The limit in question is
$$ \lim_{x \to 0}\left(\frac{\sin(x)}{x}\right)^{1/x^2} $$
When I replace $\sin(x)$ with its Taylor series about $0$ and cancel out the $x$, I get
$$ \lim_{x \to 0}\left(1-\frac{x^2}{6} + \frac{x^4}{5!} \mp \cdots\right)^{1/x^2} $$
The answer in the book is $e^\frac{-1}{6}$. If I only look at the $x^2$ term, I can see where $-1/6$ comes from.
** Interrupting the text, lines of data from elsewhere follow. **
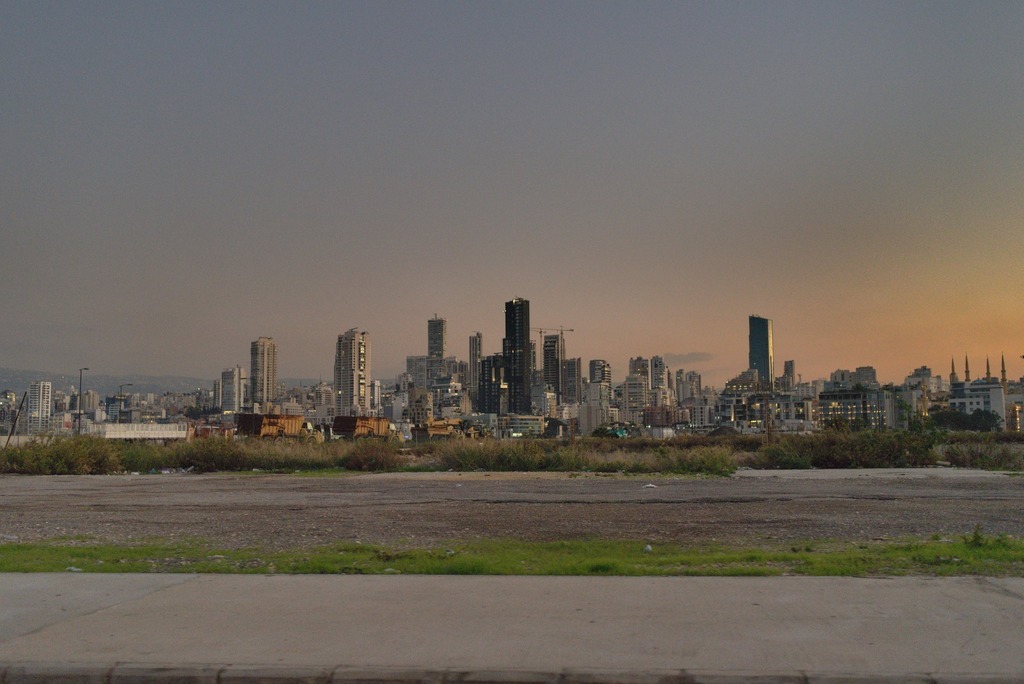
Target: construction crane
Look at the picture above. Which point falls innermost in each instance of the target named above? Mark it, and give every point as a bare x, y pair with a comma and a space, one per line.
560, 330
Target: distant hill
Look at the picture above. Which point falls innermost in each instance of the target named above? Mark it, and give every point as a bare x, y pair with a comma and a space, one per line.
18, 381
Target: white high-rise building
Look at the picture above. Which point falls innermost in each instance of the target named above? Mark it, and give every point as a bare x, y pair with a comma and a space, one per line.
351, 374
233, 389
263, 375
40, 407
658, 373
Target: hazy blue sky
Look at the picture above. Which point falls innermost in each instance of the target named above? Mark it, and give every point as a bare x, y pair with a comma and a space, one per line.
178, 178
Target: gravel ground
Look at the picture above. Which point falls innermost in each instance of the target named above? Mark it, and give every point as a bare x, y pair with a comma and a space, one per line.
287, 512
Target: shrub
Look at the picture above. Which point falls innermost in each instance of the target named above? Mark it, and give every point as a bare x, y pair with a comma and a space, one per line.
781, 456
706, 460
373, 455
84, 455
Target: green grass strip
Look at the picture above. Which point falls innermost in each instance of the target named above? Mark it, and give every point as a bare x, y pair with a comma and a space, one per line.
975, 555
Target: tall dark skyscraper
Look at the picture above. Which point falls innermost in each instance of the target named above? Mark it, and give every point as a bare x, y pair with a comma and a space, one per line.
554, 354
518, 360
600, 371
436, 337
473, 369
762, 357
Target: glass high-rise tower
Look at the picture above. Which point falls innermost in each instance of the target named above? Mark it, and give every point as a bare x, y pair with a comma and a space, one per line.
518, 360
762, 356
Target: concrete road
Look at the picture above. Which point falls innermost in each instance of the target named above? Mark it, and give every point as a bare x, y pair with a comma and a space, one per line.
135, 628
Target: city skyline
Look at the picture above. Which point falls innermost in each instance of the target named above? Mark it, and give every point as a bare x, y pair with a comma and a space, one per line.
178, 180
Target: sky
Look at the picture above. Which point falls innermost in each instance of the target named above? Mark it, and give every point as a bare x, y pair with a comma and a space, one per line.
179, 178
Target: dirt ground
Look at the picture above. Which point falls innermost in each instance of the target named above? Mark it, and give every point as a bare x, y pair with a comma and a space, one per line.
233, 510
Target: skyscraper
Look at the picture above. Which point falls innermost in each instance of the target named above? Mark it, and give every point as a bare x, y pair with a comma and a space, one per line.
600, 371
436, 337
518, 359
658, 373
351, 374
40, 407
762, 355
554, 354
263, 372
640, 367
233, 389
571, 380
473, 372
493, 388
790, 374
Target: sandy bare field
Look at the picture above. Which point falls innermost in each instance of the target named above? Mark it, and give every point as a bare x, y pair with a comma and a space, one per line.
283, 511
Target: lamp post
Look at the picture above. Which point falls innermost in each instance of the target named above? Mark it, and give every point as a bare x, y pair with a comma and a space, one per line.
121, 399
81, 394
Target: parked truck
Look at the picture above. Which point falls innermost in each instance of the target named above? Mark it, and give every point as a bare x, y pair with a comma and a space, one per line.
276, 427
352, 427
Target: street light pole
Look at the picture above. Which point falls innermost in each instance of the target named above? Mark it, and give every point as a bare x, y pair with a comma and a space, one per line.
121, 399
81, 393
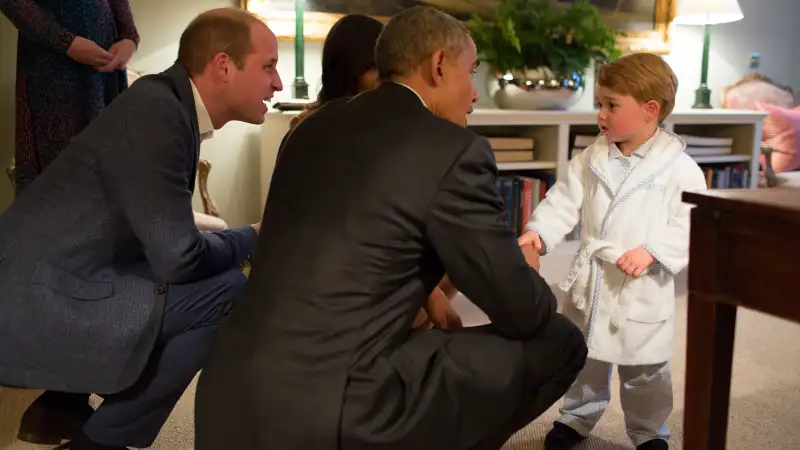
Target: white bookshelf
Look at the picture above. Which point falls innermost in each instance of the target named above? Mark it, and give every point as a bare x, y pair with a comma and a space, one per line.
553, 133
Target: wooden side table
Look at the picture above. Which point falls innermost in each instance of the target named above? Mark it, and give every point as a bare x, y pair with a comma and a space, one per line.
744, 250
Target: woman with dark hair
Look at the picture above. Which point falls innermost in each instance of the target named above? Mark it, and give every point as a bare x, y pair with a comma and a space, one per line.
348, 68
348, 60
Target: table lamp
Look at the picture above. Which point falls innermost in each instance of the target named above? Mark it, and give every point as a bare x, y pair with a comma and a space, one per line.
300, 87
706, 13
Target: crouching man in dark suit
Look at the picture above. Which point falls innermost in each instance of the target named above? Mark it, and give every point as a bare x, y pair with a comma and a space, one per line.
374, 197
106, 285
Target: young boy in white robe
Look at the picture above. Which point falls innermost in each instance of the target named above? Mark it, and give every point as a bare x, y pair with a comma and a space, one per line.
625, 192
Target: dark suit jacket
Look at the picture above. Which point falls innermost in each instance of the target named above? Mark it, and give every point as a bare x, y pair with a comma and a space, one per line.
89, 249
371, 200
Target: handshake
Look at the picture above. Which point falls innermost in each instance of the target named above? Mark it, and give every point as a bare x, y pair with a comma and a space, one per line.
632, 263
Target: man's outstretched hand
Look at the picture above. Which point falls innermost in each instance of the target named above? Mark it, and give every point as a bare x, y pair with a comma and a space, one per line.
438, 313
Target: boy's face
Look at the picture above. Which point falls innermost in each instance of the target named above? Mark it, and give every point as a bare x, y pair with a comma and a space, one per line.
621, 118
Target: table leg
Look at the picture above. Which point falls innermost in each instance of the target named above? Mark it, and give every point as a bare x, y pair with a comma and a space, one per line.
709, 360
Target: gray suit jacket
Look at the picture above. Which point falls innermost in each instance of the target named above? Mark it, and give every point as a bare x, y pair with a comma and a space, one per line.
88, 251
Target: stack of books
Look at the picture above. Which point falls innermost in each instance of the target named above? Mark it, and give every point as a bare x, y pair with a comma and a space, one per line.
521, 194
707, 146
512, 149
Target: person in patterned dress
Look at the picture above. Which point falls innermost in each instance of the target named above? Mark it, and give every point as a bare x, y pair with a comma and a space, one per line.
71, 58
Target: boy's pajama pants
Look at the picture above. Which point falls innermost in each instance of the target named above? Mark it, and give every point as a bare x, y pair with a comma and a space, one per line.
645, 395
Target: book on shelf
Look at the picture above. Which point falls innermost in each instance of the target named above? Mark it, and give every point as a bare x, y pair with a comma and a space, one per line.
510, 143
706, 141
521, 194
731, 176
513, 156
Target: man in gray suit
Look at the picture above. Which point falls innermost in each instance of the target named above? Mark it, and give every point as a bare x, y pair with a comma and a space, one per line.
106, 284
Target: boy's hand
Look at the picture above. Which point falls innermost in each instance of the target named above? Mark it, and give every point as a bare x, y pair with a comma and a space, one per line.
635, 261
532, 238
531, 256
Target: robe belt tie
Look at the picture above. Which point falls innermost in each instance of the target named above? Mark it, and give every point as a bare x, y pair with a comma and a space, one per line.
580, 273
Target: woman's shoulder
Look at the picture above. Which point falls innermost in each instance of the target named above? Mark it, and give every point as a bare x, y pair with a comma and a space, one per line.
303, 114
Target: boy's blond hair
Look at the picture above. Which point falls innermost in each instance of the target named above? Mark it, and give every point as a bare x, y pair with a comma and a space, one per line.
643, 76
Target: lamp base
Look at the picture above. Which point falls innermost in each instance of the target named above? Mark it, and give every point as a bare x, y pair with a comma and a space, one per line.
702, 98
300, 88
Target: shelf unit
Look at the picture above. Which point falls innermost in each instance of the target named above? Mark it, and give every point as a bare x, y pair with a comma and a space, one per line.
554, 131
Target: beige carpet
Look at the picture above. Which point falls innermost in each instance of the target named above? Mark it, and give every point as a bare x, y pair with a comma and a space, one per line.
764, 404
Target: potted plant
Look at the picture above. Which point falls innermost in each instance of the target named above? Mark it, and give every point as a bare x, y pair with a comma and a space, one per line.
539, 53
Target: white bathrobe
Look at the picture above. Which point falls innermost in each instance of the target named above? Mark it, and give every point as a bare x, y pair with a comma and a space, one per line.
626, 320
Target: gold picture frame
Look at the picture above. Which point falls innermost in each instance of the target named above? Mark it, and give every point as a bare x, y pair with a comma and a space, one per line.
317, 24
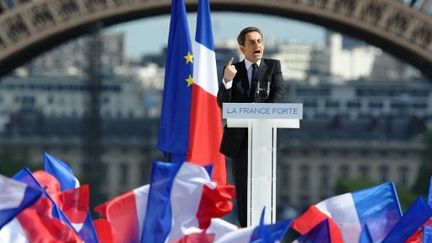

I'm just not sure how I can definitively say the answer is $e^\frac{-1}{6}$. Why can I discount the other powers of $x$?
To handle the higher power terms, you can use the big O notation.
Note that $$ \frac{\sin x}{x}=\frac1x\left(x-\frac{x^3}{6}+O(x^5)\right)=1-\frac{x^2}{6}+O(x^4) $$ and $$ \ln(1-y)=-y-\frac{y^2}{2}-\frac{y^3}{3}+O(y^5) $$ So $$ \begin{align} \left(\frac{\sin x}{x}\right)^{1/x^2} =&\exp\left(\frac{1}{x^2}\ln(\frac{\sin x}{x})\right)\\ =&\exp\left(\frac{1}{x^2}\ln(1-\frac{x^2}{6}+O(x^4))\right)\\ =&\exp\left(\frac{1}{x^2}(-\frac{x^2}{6}+O(x^4))\right)\\ =&\exp\left(-\frac{1}{6}+O(x^2)\right)\to e^{-1/6} \end{align} $$ as $x\to 0$.